MapReduce: MapReduce is a parallel programming model for writing distributed
applications devised at Google for efficient processing of large amounts of data
(multi-terabyte data-sets), on large clusters (thousands of nodes) of commodity
hardware in a reliable, fault-tolerant manner. The MapReduce program runs on
Hadoop which is an Apache open-source framework.

Hadoop Distributed File System: The Hadoop Distributed File System (HDFS) is
based on the Google File System (GFS) and provides a distributed file system that
is designed to run on commodity hardware. It has many similarities with existing
distributed file systems. However, the differences from other distributed file
systems are significant. It is highly fault-tolerant and is designed to be deployed on
low-cost hardware. It provides high throughput access to application data and is
suitable for applications having large datasets.
Apart from the above-mentioned two core components, Hadoop framework also
includes the following two modules −
• Hadoop Common − These are Java libraries and utilities required by other
Hadoop modules.
• Hadoop YARN − This is a framework for job scheduling and cluster resource
management.

NameNode and DataNodes


HDFS has a master/slave architecture. An HDFS cluster consists of a single
NameNode, a master server that manages the file system namespace and
regulates access to files by clients. In addition, there are a number of DataNodes,
usually one per node in the cluster, which manage storage attached to the nodes
that they run on. HDFS exposes a file system namespace and allows user data to
be stored in files. Internally, a file is split into one or more blocks and these blocks
are stored in a set of DataNodes. The NameNode executes file system namespace
operations like opening, closing, and renaming files and directories. It also
determines the mapping of blocks to DataNodes. The DataNodes are responsible
for serving read and write requests from the file system’s clients. The DataNodes
also perform block creation, deletion, and replication upon instruction from the
NameNode.

The NameNode and DataNode are pieces of software designed to run on


commodity machines.

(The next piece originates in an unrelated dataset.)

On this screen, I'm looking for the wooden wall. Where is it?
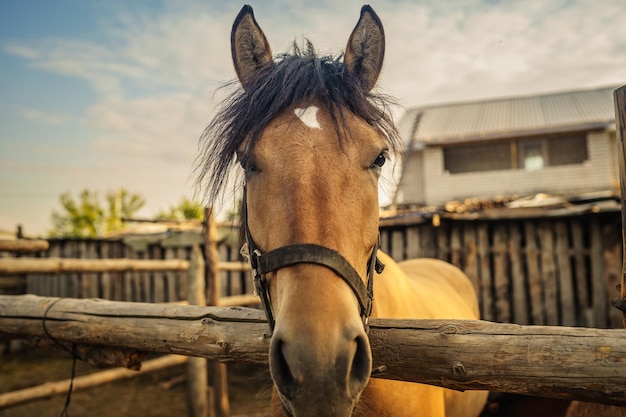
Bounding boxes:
[22,212,622,328]
[26,229,252,302]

These machines typically run a GNU/Linux operating system
(OS). HDFS is built using the Java language; any machine that supports Java can
run the NameNode or the DataNode software. Usage of the highly portable Java
language means that HDFS can be deployed on a wide range of machines. A
typical deployment has a dedicated machine that runs only the NameNode
software. Each of the other machines in the cluster runs one instance of the
DataNode software. The architecture does not preclude running multiple
DataNodes on the same machine but in a real deployment that is rarely the case.
The existence of a single NameNode in a cluster greatly simplifies the architecture
of the system. The NameNode is the arbitrator and repository for all HDFS
metadata. The system is designed in such a way that user data never flows
through the NameNode.

The File System Namespace


HDFS supports a traditional hierarchical file organization. A user or an application
can create directories and store files inside these directories. The file system
namespace hierarchy is similar to most other existing file systems; one can create
and remove files, move a file from one directory to another, or rename a file.
HDFS does not yet implement user quotas. HDFS does not support hard links or
soft links. However, the HDFS architecture does not preclude implementing these
features. The NameNode maintains the file system namespace. Any change to the
file system namespace or its properties is recorded by the NameNode. An
application can specify the number of replicas of a file that should be maintained
by HDFS. The number of copies of a file is called the replication factor of that file.
This information is stored by the NameNode.

How Does Hadoop Work?


It is quite expensive to build bigger servers with heavy configurations that handle
large scale processing, but as an alternative, you can tie together many
commodity computers with single-CPU, as a single functional distributed system
and practically, the clustered machines can read the dataset in parallel and
provide a much higher throughput. Moreover, it is cheaper than one high-end
server. So this is the first motivational factor behind using Hadoop that it runs
across clustered and low-cost machines.
Hadoop runs code across a cluster of computers. This process includes the
following core tasks that Hadoop performs −
• Data is initially divided into directories and files. Files are divided into
uniform sized blocks of 128M and 64M (preferably 128M).
• These files are then distributed across various cluster nodes for further
processing.
• HDFS, being on top of the local file system, supervises the processing.
• Blocks are replicated for handling hardware failure.
• Checking that the code was executed successfully.
• Performing the sort that takes place between the map and reduce stages.
• Sending the sorted data to a certain computer.
• Writing the debugging logs for each job.

IMPLEMENTATION
1. Install Java JDK
sudo apt install default-jre
sudo apt install openjdk-11-jre-headless

sudo apt install openjdk-8-jre-headless


2. Install OpenJDK via the following command: sudo apt-get install openjdk-8-jdk

3. Download Hadoop binary Run the following command in Ubuntu terminal to


download a binary from the internet: wget
http://mirror.intergrid.com.au/apache/hadoop/common/hadoop-3.3.0/hadoop-3.
3.0.tar.gz
4. Unzip Hadoop binary
Run the following command to create a hadoop folder under user home folder:
mkdir ~/hadoop
And then run the following command to unzip the binary package:
tar -xvzf hadoop-3.3.0.tar.gz -C ~/hadoop
Once it is unpacked, change the current directory to the Hadoop folder:
cd ~/hadoop/hadoop-3.3.0/
5. Configure passphraseless ssh

Install openssh-server

6. Configure the pseudo-distributed mode (Single-node mode)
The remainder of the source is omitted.